You can find their ICML slides here: https://icml.cc/media/Slides/icml/2019/104(12-11-00)-12-11-35-4383-on_the_impact.pdf
@diganta LOL you just pushed click a few seconds before I was going to send the link. From what I could gather the plot is actually the array of outputs of a random initialization under those conditions when feeding a constant (I am ‘guessing’ that part based on similar stuff that I have done that looks like that) and then graph them as a 2d function.
@Redknight The issue is the integral term in the fixed point dynamic q* equation which generates the phase plane boundary separating the Ordered and Chaotic Phase. For Mish, this integral doesn’t hold valid. I tried obtaining the integral from Mathematica and it said “No integral found within scope”. I’m not sure if I’m doing it correctly or not. I have emailed the authors. Hopefully, they reply.
I just tried for Swish and Wolfram gives me the same result. I guess I’m doing something incorrect.
Just wanting to be sure I am understanding this correctly. Boundaries are the hyperparameters we initialize our activation function with, and Ordered vs Chaotic is whenever we have vanishing and exploding gradients?
And if so, so we are looking for somewhere right in the middle correct?
Partially correct. Boundary (defined as q*) is the set of standard deviation values for the weight and bias matrix initializer for which the given activation function won’t result in exploding or vanishing gradients. And it is not a compulsion that the phase plane boundary will be in the middle. For example, this is for Tanh:
Ah thank you! That helped clarify things quite a bit So for the example image you posted, it would be at a bias of roughly >0.05 but <0.1? (if I am reading this correctly)

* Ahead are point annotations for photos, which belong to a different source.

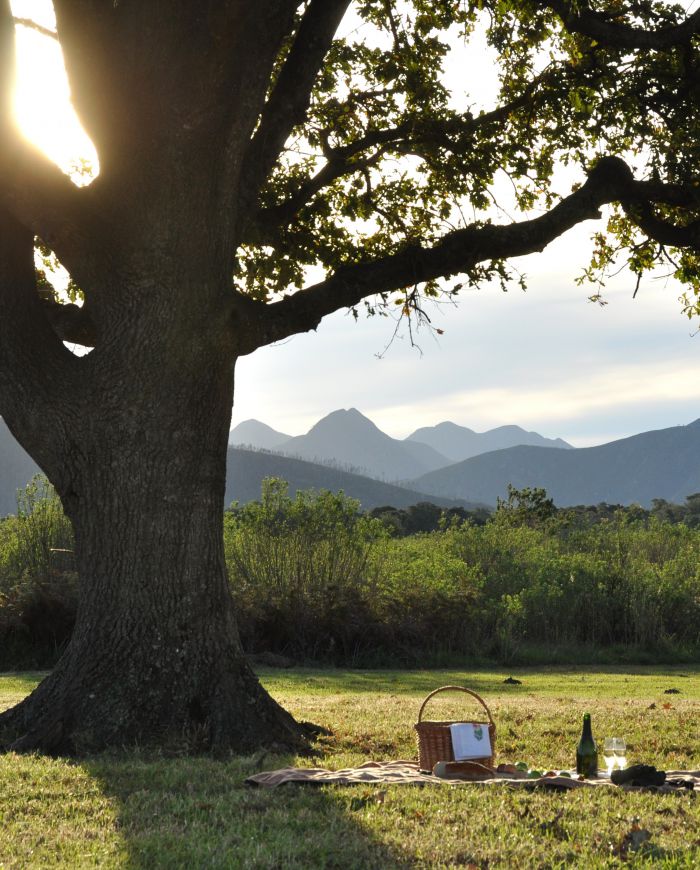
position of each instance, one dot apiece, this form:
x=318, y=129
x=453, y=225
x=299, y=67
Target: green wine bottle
x=586, y=751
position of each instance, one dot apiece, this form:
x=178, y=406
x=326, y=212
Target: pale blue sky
x=547, y=360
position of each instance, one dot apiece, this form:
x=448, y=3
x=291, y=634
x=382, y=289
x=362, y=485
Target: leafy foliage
x=389, y=157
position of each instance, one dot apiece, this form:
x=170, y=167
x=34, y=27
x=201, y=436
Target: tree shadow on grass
x=197, y=812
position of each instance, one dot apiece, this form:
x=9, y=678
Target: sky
x=548, y=359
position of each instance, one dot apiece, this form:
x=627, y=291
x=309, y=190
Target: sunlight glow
x=42, y=96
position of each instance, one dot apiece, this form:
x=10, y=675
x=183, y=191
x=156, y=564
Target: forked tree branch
x=409, y=137
x=580, y=18
x=287, y=105
x=611, y=180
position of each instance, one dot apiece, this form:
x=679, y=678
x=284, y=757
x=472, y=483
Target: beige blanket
x=407, y=773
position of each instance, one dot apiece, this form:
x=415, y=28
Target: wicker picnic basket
x=435, y=738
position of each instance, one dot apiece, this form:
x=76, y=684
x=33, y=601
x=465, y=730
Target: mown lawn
x=130, y=810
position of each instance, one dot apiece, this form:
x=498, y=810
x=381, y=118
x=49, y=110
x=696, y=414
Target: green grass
x=132, y=811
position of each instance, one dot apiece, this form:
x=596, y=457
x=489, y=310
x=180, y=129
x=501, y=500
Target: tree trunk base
x=80, y=713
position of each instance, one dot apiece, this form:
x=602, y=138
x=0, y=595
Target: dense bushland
x=38, y=584
x=315, y=579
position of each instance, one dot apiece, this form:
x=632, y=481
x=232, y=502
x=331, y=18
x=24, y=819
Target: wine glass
x=620, y=752
x=609, y=753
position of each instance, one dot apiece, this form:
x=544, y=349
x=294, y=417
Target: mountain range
x=659, y=464
x=349, y=438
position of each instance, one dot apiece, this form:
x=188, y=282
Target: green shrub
x=38, y=584
x=301, y=575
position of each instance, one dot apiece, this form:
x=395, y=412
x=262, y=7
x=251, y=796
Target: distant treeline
x=529, y=504
x=316, y=579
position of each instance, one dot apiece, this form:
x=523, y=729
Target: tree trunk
x=155, y=656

So it’s more like any pair of weight and bias Initializers standard deviation on that line will do.
Got it. Thank you very much for the clear explanations @Diganta
I’ll replicate the results of this paper today and I also had a talk with the author. Hopefully we can see some progress.
Someone mentioned this earlier, about how useful it is to have these discussions here on the forum and I just want to reiterate that fact. It is very nice to have all of us here and having such a healthy environment discussing these complex ideas and yet bring it down in a way for the rest of the forum to understand (and myself a lot), and also make it comfortable enough to where no question feels stupid. Having this has definitely boosted my confidence in doing this type of work and discussing it. Thanks guys
I’m also enjoying watching you folks developing deep expertise and turning it into great results!
@Diganta I would have called that a math problem … we can always approximate, we only need a number from a practitioners point of view (of course). BTW those 2 papers reminded me of: https://weightagnostic.github.io/ (paper: https://arxiv.org/abs/1906.04358 ). It has a WTF moment at the end, its one of those papers you will enjoy reading, if you havent already.
I am dedicated to solve it and obtain the EOC and ROC for Mish. But I had heard of this paper. Hadn’t read it though. I’ll surely read this. There’s just so much progress made in this domain in every passing day, sometimes it gets overwhelming. Haha. Again, that’s because maybe I’m still an undergraduate and unfazed of the whole research scenario and pace that I need to get acquainted to.
@Diganta Don’t worry you’re not alone in this endeavor! I am as well
@LessW2020 there is a couple of comments (except mine) on your Meet Mish article on Medium which I think you should address.